新解釈・日本書紀 応神<第77回>

伴野 麓
日付: 2023年04月18日 12時30分

■誉田
誉田の地は、もとは志紀郡の地であったが、中世より古市郡に属した。誉田林は藻伏山陵をいい、誉田河原は石川の河原をいう。誉田の北に当宗神社があり、宇多の外祖母にあたる当宗忌寸の祖神を祭る。新撰姓氏録によれば、当宗忌寸は後漢献帝の4世孫の山陽公の後孫となる。
大阪府羽曳野市の誉田山古墳は応神陵とされるが、そう認識されるようになったのは平安時代の頃だ。歴史・考古学者の藤間生大は応神陵を倭王珍(反正)、仁徳陵を倭王済(允恭)の陵に比定している。応神陵は『諸陵式』に「恵我藻伏山陵」と記され、兆域(墓地)は東西5町南北5町であったといい、地の人らは八幡山と称した。
■吉士と岸部
応神朝に王仁や弓月君、阿知使主が渡来しているが、古事記にはそれぞれ和邇吉師、阿知吉師とある。その吉師の名称だが、新羅の吉士の称を移した爵位だという。吉志は岸に通じ、岸部はかつての吉志部だったということだ。
古事記に「忍熊王(仲哀天皇の皇子)以難波吉師部祖」「吉師祖五十狭茅宿禰」などの記載があり、『氏族志』によれば、熊之凝が多古吉士の祖ともいう。
本居宣長著『古事記伝』は、吉師は大彦より出て吉師舞という語もあるとする。続日本紀に「摂津職奏吉師部楽」とあり、大彦の後裔である阿部氏の一党が昔、大嘗会の日に吉志舞を奏したことが伺える。田植神事の変化したものとされる住吉踊は下賤の舞とされているが、吉士舞の流れをくむとされている。
■隼人荘
京都府八幡市の男山丘陵東麓の木津川左岸一帯は、中世には隼人荘とよばれ、隼人の居住地であった。

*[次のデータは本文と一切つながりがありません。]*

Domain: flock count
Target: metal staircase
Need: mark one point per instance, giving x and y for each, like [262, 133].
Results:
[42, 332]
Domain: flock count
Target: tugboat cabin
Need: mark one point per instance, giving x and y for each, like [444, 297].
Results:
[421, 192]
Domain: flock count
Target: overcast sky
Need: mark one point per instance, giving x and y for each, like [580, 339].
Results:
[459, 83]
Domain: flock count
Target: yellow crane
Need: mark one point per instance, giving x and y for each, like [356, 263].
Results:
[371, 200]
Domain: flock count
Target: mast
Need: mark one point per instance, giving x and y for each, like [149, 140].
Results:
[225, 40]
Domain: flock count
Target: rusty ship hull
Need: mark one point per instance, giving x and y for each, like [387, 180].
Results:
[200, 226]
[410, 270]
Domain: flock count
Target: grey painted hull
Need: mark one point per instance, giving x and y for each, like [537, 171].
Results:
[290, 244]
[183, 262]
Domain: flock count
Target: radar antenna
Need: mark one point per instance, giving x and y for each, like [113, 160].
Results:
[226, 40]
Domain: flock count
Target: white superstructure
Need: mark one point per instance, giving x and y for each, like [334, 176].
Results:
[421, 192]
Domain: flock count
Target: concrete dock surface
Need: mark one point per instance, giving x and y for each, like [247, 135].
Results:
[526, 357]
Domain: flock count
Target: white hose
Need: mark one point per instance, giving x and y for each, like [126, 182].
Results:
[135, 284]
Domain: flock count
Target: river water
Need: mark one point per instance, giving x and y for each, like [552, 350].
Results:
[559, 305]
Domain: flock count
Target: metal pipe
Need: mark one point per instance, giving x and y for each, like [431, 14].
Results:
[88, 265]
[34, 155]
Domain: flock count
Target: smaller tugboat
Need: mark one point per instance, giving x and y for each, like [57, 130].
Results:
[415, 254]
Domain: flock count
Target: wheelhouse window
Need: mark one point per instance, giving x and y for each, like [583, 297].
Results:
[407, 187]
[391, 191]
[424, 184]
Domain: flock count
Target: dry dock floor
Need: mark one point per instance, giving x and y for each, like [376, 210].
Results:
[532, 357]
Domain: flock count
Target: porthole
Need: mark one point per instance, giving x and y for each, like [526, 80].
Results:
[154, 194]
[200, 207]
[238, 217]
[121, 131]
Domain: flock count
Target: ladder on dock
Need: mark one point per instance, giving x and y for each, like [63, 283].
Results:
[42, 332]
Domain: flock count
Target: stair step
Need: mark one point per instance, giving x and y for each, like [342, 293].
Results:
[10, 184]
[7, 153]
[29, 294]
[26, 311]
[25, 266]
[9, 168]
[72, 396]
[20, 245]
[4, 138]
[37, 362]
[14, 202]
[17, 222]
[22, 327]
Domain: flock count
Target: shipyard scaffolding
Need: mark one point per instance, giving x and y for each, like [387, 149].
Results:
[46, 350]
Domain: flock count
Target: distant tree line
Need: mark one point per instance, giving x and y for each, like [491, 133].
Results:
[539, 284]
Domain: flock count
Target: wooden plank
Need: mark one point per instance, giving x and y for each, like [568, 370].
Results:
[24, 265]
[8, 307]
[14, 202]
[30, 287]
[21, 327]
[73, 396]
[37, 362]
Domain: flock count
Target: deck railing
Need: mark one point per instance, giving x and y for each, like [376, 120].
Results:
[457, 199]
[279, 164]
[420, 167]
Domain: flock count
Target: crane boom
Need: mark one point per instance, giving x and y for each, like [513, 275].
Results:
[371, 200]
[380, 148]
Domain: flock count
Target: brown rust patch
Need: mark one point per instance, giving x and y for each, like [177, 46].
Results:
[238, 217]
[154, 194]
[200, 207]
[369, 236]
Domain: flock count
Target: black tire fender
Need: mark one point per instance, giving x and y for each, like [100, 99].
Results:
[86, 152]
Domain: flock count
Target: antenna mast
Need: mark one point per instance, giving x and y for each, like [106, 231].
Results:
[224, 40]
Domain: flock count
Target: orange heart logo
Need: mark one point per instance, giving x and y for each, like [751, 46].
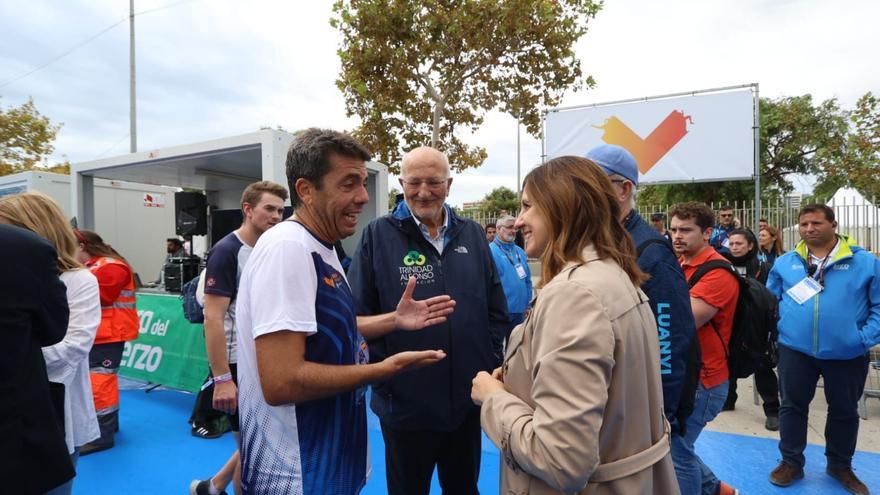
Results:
[650, 150]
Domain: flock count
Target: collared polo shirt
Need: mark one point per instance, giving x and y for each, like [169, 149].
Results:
[720, 290]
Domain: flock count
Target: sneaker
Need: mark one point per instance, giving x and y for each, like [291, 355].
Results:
[725, 489]
[848, 479]
[92, 447]
[203, 431]
[202, 487]
[785, 474]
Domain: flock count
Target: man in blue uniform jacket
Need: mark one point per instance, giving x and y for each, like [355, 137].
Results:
[427, 416]
[829, 307]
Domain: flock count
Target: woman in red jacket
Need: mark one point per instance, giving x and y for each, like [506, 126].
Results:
[119, 323]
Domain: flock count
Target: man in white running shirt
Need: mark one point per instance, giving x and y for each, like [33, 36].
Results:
[302, 358]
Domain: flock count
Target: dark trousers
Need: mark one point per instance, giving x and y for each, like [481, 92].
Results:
[844, 381]
[104, 362]
[768, 388]
[410, 457]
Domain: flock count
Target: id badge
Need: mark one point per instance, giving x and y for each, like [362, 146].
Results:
[804, 290]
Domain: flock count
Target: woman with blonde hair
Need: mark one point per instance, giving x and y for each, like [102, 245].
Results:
[577, 406]
[119, 323]
[67, 361]
[770, 242]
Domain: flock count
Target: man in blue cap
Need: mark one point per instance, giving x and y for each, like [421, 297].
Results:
[667, 289]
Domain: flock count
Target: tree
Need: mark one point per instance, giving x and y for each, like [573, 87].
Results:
[419, 72]
[392, 198]
[796, 137]
[26, 139]
[860, 164]
[500, 198]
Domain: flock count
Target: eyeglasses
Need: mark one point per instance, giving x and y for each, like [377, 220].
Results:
[431, 183]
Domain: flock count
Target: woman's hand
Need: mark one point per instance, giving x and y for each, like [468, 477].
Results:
[484, 385]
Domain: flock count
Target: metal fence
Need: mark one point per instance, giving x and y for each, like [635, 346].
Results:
[857, 218]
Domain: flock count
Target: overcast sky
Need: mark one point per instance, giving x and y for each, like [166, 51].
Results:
[209, 69]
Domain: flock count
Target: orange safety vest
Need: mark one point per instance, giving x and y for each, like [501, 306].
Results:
[119, 320]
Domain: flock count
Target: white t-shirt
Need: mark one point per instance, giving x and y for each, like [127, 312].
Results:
[67, 362]
[293, 282]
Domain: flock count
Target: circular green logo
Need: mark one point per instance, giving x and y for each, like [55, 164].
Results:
[414, 258]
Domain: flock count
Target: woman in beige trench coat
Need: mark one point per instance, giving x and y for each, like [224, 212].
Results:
[577, 406]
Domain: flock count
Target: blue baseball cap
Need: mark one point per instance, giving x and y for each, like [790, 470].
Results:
[615, 160]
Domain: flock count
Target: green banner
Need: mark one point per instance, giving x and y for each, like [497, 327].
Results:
[169, 350]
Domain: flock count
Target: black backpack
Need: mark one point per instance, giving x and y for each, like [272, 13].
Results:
[754, 322]
[694, 362]
[192, 310]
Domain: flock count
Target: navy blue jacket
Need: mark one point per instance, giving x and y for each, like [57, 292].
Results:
[670, 300]
[392, 248]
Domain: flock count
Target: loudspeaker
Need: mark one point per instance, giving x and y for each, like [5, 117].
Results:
[190, 213]
[179, 271]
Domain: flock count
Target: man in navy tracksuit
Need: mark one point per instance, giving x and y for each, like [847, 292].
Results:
[427, 416]
[667, 290]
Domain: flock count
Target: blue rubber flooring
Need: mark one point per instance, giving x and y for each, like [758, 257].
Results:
[155, 454]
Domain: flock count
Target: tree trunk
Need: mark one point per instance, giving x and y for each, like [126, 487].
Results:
[435, 132]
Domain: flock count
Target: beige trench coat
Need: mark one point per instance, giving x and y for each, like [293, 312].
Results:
[582, 409]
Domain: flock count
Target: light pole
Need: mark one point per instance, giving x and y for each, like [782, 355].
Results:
[131, 95]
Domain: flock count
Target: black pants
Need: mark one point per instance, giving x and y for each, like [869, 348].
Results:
[768, 389]
[410, 457]
[104, 362]
[844, 381]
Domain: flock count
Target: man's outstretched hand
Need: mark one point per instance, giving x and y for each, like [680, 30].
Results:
[414, 315]
[410, 360]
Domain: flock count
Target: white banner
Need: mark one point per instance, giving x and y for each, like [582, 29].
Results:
[702, 137]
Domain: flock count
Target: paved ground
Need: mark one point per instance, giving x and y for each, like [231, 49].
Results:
[748, 418]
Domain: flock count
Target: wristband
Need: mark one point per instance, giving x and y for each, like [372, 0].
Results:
[225, 377]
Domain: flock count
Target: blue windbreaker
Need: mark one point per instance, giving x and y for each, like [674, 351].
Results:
[670, 300]
[392, 248]
[518, 290]
[842, 321]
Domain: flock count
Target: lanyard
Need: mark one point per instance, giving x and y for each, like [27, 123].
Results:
[507, 255]
[819, 273]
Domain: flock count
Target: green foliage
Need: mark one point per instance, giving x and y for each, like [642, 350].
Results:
[838, 146]
[860, 165]
[26, 139]
[420, 72]
[392, 198]
[500, 198]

その居住の始めは、考古資料から応神・仁徳朝の5世紀頃とされている。隼人を代表するのが大住隼人で、大住は大隈に通じ、大隈宮は大住宮と書き換えることもできる。応神の大隅宮の所在地は、あるいは男山丘陵にあったとも考えられる。
■百舌鳥
和名抄に大鳥郡土師郷を載せ、土師を波爾之と読んでいる。その土師郷に応神陵と仁徳陵が土師氏によって造営されたというのだ。土師郷は後世、東百舌鳥村(大字土師)、西百舌鳥村(大字百済)、中百舌島村(大字梅村)の三つに分かれた。万代(百舌鳥)八幡宮の社伝に、「応神帝初め百舌鳥野に葬り、後誉田に移し奉る」とあり、宮前の溝を百済川と称した。
百舌鳥野は、古事記には毛受野あるいは石津原と記し、毛受を中世から万代とも記すようになった。その地に殯陵や荒墓が多いことから、中国史書が天子の寿蔵を万代城などと記すことにならって万代と書き、毛受と読んだものだという。寿蔵とは、存命中に建てておく墓のことだ。